Department of Epidemiology and Biostatistics, Memorial Sloan Kettering Cancer Center, 485 Lexington Ave, 2nd floor, New York, NY, 10017, USA.
BMC Bioinformatics. 2019 Nov 8;20(1):555. doi: 10.1186/s12859-019-3148-z.
We previously introduced a random-effects model to analyze a set of patients, each of which has two distinct tumors. The goal is to estimate the proportion of patients for which one of the tumors is a metastasis of the other, i.e. where the tumors are clonally related. Matches of mutations within a tumor pair provide the evidence for clonal relatedness. In this article, using simulations, we compare two estimation approaches that we considered for our model: use of a constrained quasi-Newton algorithm to maximize the likelihood conditional on the random effect, and an Expectation-Maximization algorithm where we further condition the random-effect distribution on the data.

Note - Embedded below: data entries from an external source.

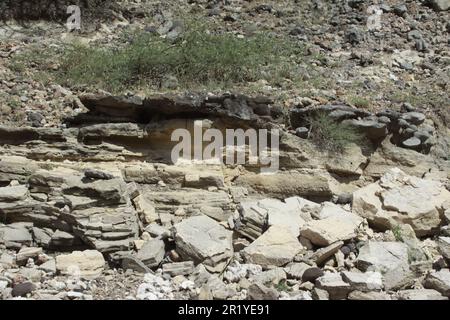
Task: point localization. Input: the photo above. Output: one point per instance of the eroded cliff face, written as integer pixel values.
(93, 204)
(104, 184)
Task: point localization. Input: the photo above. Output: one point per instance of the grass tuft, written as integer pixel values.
(330, 135)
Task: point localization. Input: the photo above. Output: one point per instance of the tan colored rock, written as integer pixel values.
(400, 198)
(312, 185)
(276, 247)
(87, 264)
(327, 231)
(145, 209)
(203, 240)
(349, 163)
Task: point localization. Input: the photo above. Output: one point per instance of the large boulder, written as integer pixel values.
(274, 212)
(400, 198)
(203, 240)
(388, 258)
(327, 231)
(276, 247)
(440, 5)
(14, 193)
(439, 281)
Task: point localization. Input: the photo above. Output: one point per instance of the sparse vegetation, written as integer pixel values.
(197, 59)
(330, 135)
(397, 231)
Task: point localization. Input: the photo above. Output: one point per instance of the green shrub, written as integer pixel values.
(330, 135)
(199, 58)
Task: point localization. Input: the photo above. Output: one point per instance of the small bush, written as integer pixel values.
(199, 58)
(331, 135)
(359, 102)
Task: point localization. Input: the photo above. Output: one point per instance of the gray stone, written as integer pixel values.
(312, 274)
(157, 231)
(203, 240)
(388, 258)
(322, 255)
(25, 253)
(412, 143)
(302, 132)
(88, 264)
(372, 295)
(258, 291)
(15, 233)
(334, 285)
(49, 266)
(98, 174)
(130, 262)
(439, 281)
(15, 193)
(276, 247)
(178, 268)
(444, 247)
(273, 276)
(327, 231)
(22, 289)
(420, 294)
(440, 5)
(368, 281)
(295, 270)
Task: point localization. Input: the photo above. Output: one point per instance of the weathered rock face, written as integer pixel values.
(388, 258)
(406, 129)
(256, 216)
(440, 5)
(334, 285)
(87, 264)
(276, 247)
(203, 240)
(67, 208)
(439, 281)
(327, 231)
(137, 109)
(312, 186)
(399, 198)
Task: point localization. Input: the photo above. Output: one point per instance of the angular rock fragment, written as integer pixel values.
(203, 240)
(390, 259)
(276, 247)
(399, 198)
(87, 264)
(439, 281)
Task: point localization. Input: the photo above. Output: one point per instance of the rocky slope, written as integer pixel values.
(91, 206)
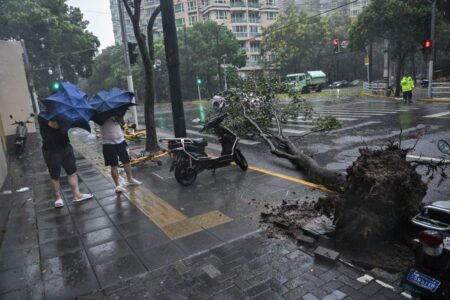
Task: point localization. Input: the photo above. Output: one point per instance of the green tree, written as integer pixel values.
(202, 47)
(54, 33)
(403, 22)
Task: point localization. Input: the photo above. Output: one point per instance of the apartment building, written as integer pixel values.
(323, 6)
(245, 18)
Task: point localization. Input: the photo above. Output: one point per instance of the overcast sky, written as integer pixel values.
(98, 13)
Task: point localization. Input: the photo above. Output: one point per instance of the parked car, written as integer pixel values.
(339, 84)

In some specific settings, especially with sparse information, the estimation of the parameter of interest is at the boundary a non-negligible number of times using the first approach, while the EM algorithm gives more satisfactory estimates. This is of considerable importance for our application, since an estimate of either 0 or 1 for the proportion of cases that are clonal leads to individual probabilities being 0 or 1 in settings where the evidence is clearly not sufficient for such definitive probability estimates.
The EM algorithm is a preferable approach for our clonality random-effect model. It is now the method implemented in our R package Clonality, making available an easy and fast way to estimate this model on a range of applications.
我们之前介绍了一种随机效应模型,用于分析一组具有两个不同肿瘤的患者。目标是估计其中一个肿瘤是另一个肿瘤转移的患者比例,即肿瘤具有克隆相关性。肿瘤对中突变的匹配为克隆相关性提供了证据。在本文中,我们使用模拟比较了我们考虑用于模型的两种估计方法:使用约束拟牛顿算法在随机效应条件下最大化似然,以及期望最大化算法,其中我们进一步将随机效应分布条件化到数据上。
在某些特定情况下,特别是在信息稀疏的情况下,使用第一种方法,感兴趣参数的估计在边界处是非零次数,而 EM 算法给出了更令人满意的估计。这对于我们的应用非常重要,因为在证据显然不足以进行此类确定性概率估计的情况下,比例的估计为 0 或 1 会导致个体概率为 0 或 1。
EM 算法是我们克隆随机效应模型的首选方法。它现在是我们 R 包 Clonality 中实现的方法,为在一系列应用中估计此模型提供了一种简单快速的方法。